Here’s a tidbit of info that will hopefully help some people out. It took me a couple stabs at Google keyword combinations to find the answer. Basically the problem was that we’re taking user input in an HTML page which can include Unicode characters and need to pass that on the query string to an ASP.NET handler for processing. What was happening is that when the data was got to ASP.NET the Unicode characters seemed to have been stripped out. Now, being a very Unicode concious person I’m wondering why the heck this could possibly happen considering I’ve got my <globalization requestEncoding=”utf-8″ responseEncoding=”utf-8″> in the web.config. It dawned on me relatively quickly that these only control HTTP content, not the URL encoding which is entirely handled by the browser. Therefore the problem had to be that the client wasn’t encoding the URL properly. Next we found the client script that was building the URL, but it was using the escape function to properly encode any invalid characters (or so we thought, read on…). Next, I checked the URL being sent to the server using IEHttpHeaders and the character was encoded as %E9 (é was the unicode character in question btw). Well %E9 is the ISO-Latin encoding. The Unicode encoding is supposed to be %u00E9. The problem is that the escape function is locked into a basic functionality which doesn’t truly leverage proper Unicode encoding (see appendix B of the EMCAScript specification).
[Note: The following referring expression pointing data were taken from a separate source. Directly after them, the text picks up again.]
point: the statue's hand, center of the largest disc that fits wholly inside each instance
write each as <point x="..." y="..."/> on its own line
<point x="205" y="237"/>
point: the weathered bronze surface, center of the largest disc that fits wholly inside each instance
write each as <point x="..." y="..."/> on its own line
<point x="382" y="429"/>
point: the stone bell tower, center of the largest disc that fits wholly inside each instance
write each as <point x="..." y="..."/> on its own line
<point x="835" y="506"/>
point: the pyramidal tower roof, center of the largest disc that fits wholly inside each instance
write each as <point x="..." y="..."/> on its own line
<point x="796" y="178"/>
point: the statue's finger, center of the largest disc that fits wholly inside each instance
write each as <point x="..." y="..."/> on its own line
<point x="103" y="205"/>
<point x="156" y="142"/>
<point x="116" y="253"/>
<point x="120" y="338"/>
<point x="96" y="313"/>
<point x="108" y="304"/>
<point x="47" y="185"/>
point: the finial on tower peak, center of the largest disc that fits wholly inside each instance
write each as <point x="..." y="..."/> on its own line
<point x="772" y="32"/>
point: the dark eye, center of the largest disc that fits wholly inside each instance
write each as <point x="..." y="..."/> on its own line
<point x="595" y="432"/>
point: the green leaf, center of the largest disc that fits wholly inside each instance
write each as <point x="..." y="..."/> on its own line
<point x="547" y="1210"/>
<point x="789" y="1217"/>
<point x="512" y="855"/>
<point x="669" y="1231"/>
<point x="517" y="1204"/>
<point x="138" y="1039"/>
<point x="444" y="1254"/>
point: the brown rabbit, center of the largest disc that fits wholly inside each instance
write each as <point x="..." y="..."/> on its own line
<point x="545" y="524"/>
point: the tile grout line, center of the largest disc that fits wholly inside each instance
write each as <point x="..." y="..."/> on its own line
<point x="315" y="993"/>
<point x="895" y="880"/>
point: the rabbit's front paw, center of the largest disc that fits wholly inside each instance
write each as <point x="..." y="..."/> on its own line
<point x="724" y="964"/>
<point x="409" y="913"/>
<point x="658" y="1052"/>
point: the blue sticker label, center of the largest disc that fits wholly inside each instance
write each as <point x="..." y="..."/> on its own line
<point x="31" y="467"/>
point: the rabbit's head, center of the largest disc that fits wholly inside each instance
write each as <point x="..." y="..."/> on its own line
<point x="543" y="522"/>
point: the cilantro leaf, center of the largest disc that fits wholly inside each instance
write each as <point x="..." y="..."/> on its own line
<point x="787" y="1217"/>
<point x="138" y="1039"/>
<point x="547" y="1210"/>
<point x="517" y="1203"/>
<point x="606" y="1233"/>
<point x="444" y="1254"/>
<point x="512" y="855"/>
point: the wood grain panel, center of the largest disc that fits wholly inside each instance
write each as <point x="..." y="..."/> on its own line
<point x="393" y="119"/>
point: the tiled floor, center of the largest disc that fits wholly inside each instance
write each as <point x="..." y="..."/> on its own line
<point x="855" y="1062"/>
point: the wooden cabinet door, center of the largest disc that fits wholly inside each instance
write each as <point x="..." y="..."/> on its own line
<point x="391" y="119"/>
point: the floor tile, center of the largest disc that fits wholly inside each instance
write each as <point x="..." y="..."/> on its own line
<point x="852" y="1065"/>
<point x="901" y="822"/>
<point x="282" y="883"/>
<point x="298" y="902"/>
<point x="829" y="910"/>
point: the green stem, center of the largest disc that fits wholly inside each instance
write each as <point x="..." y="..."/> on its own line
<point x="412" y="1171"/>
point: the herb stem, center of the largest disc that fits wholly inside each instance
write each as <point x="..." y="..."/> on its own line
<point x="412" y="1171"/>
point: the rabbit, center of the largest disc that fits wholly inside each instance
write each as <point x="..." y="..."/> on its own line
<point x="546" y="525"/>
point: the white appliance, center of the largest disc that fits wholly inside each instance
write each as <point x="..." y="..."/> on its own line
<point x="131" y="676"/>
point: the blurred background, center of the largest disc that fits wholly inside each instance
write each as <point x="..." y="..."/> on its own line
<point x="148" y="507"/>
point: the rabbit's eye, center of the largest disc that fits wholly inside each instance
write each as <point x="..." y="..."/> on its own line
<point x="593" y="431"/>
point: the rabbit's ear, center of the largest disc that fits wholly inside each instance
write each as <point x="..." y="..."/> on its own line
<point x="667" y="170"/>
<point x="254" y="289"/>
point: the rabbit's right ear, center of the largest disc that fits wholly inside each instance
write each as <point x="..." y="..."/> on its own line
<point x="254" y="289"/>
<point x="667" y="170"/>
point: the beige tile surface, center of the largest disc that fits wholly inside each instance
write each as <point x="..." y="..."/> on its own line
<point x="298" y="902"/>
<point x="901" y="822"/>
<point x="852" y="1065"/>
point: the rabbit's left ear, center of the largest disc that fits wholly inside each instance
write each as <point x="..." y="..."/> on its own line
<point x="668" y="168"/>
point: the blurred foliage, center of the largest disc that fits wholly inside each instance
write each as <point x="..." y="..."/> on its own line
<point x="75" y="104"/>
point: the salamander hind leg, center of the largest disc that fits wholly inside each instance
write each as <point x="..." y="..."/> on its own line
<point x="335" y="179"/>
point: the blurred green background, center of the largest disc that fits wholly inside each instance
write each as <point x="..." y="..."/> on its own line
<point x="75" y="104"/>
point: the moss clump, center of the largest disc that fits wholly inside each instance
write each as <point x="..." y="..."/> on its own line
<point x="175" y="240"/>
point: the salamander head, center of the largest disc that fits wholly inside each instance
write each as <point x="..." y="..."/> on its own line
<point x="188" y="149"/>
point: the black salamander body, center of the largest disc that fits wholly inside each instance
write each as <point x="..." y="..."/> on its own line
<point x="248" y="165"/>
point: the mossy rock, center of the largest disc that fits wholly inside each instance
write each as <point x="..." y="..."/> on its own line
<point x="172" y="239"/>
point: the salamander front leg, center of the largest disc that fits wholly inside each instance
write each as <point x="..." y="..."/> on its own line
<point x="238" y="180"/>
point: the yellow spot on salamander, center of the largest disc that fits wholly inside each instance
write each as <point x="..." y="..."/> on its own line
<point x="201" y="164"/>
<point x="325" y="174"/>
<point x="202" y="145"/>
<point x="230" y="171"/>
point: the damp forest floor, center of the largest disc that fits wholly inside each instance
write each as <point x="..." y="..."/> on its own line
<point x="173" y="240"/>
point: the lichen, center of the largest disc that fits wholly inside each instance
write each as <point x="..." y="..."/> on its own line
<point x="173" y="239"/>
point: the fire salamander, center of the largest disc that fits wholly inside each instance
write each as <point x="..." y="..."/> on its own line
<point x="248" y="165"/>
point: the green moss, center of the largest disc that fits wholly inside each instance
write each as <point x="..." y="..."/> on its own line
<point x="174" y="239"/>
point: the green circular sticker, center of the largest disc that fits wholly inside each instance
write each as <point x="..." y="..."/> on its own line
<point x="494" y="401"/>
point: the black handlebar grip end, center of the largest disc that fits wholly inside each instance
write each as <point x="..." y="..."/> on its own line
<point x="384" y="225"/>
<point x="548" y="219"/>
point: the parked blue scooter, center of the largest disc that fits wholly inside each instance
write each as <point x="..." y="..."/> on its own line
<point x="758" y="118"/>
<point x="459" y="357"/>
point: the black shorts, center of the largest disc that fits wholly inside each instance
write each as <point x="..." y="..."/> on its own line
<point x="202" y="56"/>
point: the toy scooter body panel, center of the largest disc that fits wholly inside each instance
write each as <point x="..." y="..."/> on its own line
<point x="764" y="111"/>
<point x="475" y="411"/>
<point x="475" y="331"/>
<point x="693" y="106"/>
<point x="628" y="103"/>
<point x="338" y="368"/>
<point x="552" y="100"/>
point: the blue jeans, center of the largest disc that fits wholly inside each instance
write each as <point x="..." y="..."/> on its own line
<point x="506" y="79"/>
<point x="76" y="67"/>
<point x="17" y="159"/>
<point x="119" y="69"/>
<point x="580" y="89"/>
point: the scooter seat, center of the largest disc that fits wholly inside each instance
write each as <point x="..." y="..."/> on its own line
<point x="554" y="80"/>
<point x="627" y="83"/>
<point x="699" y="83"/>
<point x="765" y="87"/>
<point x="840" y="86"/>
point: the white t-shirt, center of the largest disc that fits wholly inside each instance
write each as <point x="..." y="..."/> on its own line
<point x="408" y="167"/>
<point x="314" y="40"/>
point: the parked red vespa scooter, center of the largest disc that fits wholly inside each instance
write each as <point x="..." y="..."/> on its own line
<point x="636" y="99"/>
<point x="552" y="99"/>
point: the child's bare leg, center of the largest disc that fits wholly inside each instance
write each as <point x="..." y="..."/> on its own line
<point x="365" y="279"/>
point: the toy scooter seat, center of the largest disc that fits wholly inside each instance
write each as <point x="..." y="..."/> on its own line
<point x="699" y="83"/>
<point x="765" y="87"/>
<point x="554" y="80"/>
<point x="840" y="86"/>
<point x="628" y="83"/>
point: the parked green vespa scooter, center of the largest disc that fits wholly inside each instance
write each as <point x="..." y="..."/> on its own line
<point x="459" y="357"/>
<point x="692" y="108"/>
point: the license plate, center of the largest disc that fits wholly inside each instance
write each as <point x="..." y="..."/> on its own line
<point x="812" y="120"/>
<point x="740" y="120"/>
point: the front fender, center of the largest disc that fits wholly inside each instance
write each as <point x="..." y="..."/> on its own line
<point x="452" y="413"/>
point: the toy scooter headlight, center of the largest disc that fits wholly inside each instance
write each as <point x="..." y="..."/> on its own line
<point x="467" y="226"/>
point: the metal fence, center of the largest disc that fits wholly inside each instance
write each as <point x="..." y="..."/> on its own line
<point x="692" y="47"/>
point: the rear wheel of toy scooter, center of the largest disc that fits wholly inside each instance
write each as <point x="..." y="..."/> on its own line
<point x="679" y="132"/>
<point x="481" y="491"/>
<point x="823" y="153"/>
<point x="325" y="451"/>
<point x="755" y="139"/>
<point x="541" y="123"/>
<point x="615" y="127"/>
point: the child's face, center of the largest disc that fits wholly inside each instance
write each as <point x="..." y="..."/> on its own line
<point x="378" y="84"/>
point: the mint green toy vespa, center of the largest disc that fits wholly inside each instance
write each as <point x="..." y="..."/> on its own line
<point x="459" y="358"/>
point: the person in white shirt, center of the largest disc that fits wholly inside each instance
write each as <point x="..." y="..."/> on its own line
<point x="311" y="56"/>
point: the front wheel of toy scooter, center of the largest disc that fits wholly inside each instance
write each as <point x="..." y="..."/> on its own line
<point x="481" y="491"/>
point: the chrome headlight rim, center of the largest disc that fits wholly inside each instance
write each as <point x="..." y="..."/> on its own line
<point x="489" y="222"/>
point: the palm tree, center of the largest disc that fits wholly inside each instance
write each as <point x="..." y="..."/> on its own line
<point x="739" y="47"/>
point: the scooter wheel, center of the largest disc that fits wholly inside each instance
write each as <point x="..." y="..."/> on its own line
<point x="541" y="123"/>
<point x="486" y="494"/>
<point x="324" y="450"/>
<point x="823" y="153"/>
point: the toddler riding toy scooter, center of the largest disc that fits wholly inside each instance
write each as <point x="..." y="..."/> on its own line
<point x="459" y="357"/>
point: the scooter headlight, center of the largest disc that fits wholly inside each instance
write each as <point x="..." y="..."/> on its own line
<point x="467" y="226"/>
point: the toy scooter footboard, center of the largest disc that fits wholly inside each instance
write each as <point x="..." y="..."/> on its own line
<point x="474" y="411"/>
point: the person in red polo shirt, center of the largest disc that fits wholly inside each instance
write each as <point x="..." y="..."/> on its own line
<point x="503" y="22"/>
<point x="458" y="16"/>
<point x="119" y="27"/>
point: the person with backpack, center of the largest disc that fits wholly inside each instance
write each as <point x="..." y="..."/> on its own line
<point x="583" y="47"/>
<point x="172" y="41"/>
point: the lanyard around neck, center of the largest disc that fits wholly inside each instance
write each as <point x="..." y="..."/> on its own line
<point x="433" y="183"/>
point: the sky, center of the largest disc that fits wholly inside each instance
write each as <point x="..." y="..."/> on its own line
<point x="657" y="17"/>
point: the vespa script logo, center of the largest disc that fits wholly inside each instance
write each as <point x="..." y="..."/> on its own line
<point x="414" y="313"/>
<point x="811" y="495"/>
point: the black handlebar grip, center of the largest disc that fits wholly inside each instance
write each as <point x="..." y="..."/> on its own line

A new set of URI encoding/decoding functions were introduced with ECMAScript which handle Unicode. The one that takes escape’s place is called encodeURIComponent. Needless to say we quickly did a replace in all files on our ECMAScript codebase to eradicate the undesireable encoding behavior of the legacy escape function.
- Related Content by Tag
- .NET
- Web Development
It took you some keyword combinations to get the answer, but I just typed “unicode characters querystring” and got sent right to your site. Thanks a lot. This was starting to tick me.